Followed by buckets of rain.
Admin1 is rereading Cut Short by Leigh Russell. Admin2 is reading The Nothing Man by Catherine Ryan Howard, a gripping novel in which the perpetrator of a string of unsolved murders is reading a true-crime book written by a survivor of his depredations.
First Poppy
Welcome to the first poppy of spring, along with many tulips.
Admin2 is reading Distress Signals by Catherine Ryan Howard; a mysterious disappearance on a cruise ship.
We scored 11 on the GSQ.
Mushroom Cloud
Ooh er! Saw this shape in the sky and couldn’t resist.
Admin1 is reading Survivor’s Guilt by Michael Wood, in which enough tears are shed to float the Titanic. An awful book, a histrionic soap opera with a terrible plot.

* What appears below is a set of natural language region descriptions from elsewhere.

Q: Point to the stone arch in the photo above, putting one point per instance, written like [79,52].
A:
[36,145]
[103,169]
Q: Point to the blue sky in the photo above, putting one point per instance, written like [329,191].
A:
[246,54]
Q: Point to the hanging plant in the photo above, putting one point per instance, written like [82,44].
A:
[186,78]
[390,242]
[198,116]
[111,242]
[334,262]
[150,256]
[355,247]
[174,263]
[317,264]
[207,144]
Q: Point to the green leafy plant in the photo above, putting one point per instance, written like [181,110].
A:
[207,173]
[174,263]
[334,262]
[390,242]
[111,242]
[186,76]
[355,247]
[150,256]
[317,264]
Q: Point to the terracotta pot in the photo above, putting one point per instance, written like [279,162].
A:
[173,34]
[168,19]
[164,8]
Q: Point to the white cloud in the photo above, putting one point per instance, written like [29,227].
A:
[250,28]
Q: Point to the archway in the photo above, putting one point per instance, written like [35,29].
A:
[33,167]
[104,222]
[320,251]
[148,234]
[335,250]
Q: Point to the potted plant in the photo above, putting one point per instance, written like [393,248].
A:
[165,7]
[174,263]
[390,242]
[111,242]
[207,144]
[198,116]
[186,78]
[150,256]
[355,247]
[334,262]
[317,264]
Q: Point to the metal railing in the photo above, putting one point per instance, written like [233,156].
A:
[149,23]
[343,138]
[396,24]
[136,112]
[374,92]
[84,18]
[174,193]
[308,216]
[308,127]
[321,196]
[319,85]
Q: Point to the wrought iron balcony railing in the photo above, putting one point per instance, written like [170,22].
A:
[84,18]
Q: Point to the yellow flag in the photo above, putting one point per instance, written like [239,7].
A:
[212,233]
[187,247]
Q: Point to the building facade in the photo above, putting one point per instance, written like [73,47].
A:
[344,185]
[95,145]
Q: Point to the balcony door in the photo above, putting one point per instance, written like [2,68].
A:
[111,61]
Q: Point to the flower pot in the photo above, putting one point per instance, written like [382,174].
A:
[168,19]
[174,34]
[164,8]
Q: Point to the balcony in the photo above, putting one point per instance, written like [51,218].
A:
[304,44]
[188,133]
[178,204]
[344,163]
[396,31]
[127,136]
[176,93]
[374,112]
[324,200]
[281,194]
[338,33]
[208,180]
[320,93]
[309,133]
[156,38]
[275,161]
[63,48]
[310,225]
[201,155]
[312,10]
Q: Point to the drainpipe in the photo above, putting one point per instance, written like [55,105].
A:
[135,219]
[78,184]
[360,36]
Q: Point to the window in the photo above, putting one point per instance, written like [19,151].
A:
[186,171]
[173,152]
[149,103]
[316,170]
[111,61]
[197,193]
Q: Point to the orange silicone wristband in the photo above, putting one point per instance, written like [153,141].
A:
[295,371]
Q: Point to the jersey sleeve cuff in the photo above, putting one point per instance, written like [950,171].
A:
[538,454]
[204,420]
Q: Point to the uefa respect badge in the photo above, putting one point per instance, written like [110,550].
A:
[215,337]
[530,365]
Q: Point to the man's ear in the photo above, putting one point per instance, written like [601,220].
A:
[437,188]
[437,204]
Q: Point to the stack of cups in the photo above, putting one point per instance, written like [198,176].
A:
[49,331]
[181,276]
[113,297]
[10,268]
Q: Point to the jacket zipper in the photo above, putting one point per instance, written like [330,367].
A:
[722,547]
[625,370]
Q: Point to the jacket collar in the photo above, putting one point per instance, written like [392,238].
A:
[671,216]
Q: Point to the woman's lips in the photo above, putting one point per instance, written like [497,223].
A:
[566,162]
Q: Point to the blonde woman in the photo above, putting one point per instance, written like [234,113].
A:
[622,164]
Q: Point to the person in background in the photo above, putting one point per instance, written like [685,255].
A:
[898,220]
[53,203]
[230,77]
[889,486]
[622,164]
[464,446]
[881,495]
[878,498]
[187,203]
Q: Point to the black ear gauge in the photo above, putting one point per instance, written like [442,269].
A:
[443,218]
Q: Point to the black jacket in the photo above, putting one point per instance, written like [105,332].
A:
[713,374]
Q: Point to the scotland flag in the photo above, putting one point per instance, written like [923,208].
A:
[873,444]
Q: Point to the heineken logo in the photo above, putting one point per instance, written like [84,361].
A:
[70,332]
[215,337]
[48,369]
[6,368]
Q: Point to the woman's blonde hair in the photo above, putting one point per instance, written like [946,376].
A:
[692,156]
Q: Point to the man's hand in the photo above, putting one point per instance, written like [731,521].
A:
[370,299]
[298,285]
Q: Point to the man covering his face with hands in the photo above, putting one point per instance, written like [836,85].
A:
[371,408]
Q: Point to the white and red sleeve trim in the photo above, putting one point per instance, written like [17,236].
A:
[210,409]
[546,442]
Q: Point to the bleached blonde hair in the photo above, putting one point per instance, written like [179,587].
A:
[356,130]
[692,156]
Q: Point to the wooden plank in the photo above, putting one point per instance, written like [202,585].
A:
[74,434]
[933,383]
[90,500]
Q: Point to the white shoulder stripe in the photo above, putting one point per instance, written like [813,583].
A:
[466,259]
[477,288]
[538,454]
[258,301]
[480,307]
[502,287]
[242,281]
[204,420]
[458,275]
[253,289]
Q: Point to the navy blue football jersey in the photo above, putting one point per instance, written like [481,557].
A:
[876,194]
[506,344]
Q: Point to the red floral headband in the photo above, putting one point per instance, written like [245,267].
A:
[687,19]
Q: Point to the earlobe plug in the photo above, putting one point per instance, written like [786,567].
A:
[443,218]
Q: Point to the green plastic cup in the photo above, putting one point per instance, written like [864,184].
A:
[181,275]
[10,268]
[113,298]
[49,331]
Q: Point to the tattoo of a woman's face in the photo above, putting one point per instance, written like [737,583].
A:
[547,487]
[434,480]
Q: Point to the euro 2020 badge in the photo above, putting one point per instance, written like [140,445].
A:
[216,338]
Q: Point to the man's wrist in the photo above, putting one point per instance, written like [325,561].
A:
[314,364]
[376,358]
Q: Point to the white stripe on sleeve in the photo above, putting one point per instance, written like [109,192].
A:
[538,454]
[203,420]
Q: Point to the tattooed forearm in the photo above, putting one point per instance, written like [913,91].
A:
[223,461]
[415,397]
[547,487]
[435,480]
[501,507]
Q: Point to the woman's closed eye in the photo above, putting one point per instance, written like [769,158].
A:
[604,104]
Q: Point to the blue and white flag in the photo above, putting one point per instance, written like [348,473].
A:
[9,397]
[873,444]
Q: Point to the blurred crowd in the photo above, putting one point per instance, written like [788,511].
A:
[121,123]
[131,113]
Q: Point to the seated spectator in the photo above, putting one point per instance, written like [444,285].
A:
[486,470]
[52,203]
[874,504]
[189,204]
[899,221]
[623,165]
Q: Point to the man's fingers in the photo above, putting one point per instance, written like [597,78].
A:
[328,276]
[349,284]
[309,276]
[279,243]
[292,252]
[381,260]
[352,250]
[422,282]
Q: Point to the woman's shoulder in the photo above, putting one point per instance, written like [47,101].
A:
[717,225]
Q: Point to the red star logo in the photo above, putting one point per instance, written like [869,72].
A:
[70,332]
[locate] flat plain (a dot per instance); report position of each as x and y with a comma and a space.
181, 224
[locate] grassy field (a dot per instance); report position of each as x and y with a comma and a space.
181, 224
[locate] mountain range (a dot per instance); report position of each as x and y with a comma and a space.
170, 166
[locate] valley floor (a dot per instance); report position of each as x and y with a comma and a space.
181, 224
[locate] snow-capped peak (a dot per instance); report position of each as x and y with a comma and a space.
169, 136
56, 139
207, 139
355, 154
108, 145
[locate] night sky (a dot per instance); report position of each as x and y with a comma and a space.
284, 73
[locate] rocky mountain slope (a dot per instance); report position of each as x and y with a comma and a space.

Admin2 is reading You Don’t Know Me by Imran Mahmood, a convincing piece of cultural appropriation from a fifty-something Pakistani barrister writing in the first-person voice of a London teenager of Nigerian descent.
Despite the clouds and rain and sudden burst of hail it was the sunniest day of the years so far: 8.449kWh
Grape Segmentations
An outstanding member of the bunch.
Admin2 is reading Paperboy by Christopher Fowler.
Trifling Matters
Another yummy post-cake trifle which we sadly had to share at a distance because unlucky Gez had sprained [update: broken] her ankle. We did the quiz on zoom and scored 9.5.
Admin1 is rereading Breathe by Dominic Donald. Admin2 is reading What You Pay For by Claire Askew.
April Foul
Snow again, cold again. It will probably improve.
March was averagely warm, averagely wet and slightly above averagely sunny.
Admin1 is reading 56 Days by Catherine Ryan Howard. Admin2 is reading The Doll by Yrsa Sigurdasdotter.
Happy Birthday Gez
It rained and snowed and hailed and sleeted today, with sunshine in between, and stayed freezing cold throughout. It might as well be spring.
Admin1 is reading A Matter of Time by Claire Askew. Admin2 is reading The Soul Breaker by Sebastian Fitzek, a weird book about an amnesiac encountering an outbreak of unconsciousness in a psychiatric clinic.
Goodbye Sun
End of a run of warm sunny days, to be followed, if the forecasts are to be believed, by clouds, frost, sleet, snow and stormy winds.
Admin1 is reading The Doll by Yrsa Sigurdasdotter. Admin2 is reading Unhinged by Jorn Lier Horst and Thomas Enger.